When comparing MongoDB vs MarkLogic, the Slant community recommends MongoDB for most people. In the question“What are the best databases for building social network like apps?” MongoDB is ranked 4th while MarkLogic is ranked 11th. The most important reason people chose MongoDB is:
Miles above other databases in educational resources.
Specs
Ranked in these QuestionsQuestion Ranking
Pros
Pro Perfect documentation and tutorials
Miles above other databases in educational resources.
Pro Great speed
MongoDB queries can be very fast because the data is usually all in one place and can easily be retrieved in a single lookup. But this is true only when the data is truly a document. When it's trying to emulate a relational model it starts to become really slow because it may have to perform many independent queries to retrieve a single document.
Pro Uses JSON
As Node.js uses JavaScript there's no need to map the returned JSON data from MongoDB, as JavaScript is a superset of JSON. Essentially solving object-relational impedance mismatch by its very nature. Working with JSON is also easier overall as it more easily fits into how you would represent data on the client.
Pro Doesn't require a unified data structure
Mongo is very flexible in that it doesn't require a unified data structure across all objects. So it's rather easy to use.

Pro Easy to scale
MongoDB has powerful sharding and scaling capabilities for when the data stored in the database gets so large that a single machine may not be able to store all of it. Sharding solves this problem through horizontal scaling. Mongo gives developers the ability to easily and painlessly add or remove as many machines as needed.
Pro High performance graph database
While known as a document-oriented noSQL database, MarkLogic also provides a standards-compliant triple store that can be used to enrich document-shaped data with semantic links.
Pro Enterprise strength security and transactions
The two fatal flaws of many open source solutions is lack of integrated security at the element level and full ACID transaction support. MarkLogic has both and is trusted with some of the worlds most sensitive data. It is the engine that powers healthcare.gov, which despite some early problems (not caused by MarkLogic) is an amazing technological achievement.
Pro Multi-model database
MarkLogic supports text, documents, key-value/tuple, graphs, tables and object models that don't require extensive data-modeling and normalization that is part of the lifecycle process of relational database management systems. For sites similar to LinkedIn, Facebook, IMDB and even search engines, MarkLogic provides a unique set of features that are all in one box.
Pro No ETL Required
MarkLogic can store all your enterprise data in it's original format without needing to know a schema in advanced. You can shove pretty much any structured or unstructured data directly into MarkLogic, and it will automatically index everything and make it available for future processing. Of course it is fully schema aware and will apply and enforce schema constraints when available, but the tedious normalization that is required for relational databases is not necessary.
Cons
Con Reported to lose or corrupt data
MongoDB is famously known for leaking and losing data over time.

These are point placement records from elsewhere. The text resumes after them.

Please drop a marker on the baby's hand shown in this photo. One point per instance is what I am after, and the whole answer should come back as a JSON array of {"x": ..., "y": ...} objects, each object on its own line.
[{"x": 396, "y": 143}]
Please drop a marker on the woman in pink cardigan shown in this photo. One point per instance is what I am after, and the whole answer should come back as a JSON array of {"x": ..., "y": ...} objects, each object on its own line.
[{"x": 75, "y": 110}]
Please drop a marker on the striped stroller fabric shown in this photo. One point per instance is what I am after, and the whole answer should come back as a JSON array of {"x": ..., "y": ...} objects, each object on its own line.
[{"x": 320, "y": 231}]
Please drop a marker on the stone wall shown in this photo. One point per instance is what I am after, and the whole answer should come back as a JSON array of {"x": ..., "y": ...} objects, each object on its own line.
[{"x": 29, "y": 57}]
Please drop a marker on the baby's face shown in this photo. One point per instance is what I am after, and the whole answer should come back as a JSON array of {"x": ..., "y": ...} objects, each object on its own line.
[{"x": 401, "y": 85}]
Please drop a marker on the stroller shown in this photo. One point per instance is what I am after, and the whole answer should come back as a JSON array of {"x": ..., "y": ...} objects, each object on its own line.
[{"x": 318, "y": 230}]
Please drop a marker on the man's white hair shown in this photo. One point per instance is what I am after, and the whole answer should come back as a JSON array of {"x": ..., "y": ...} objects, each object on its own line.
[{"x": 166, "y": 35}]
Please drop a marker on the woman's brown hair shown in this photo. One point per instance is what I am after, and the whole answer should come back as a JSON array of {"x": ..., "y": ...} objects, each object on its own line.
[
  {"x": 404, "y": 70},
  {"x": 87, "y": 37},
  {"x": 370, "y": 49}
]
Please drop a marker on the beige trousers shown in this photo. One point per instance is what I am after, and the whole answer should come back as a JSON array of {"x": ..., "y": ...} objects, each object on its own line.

Con Document Stores may be not suited for relational data
MongoDB has no JOIN, all relations are supposed to be resolved client-size which entails additional requests to the server.
Con Need many search features
Though it is possible to index and search text in documents in MongoDB 4.0 in multiple languages. The indexing and search is not as powerful as for example Elastic Search. For instance not being able to search for only parts of words.
Con Lack of experts
MarkLogic is not as popular as some of it's peers, and even though it is highly standards-based, the pool of talent that is well-versed in the underlying technology is small compared with some competing platforms (e.g, Oracle, IBM, Apache).
Con Enterprise software is not open source and can get expensive. Not for casual projects.
MarkLogic can be downloaded and implemented in development environments for free. However, for production use, it is priced for enterprises, not startups with tight budgets. Open source requires a lot more elbow grease to do the same thing.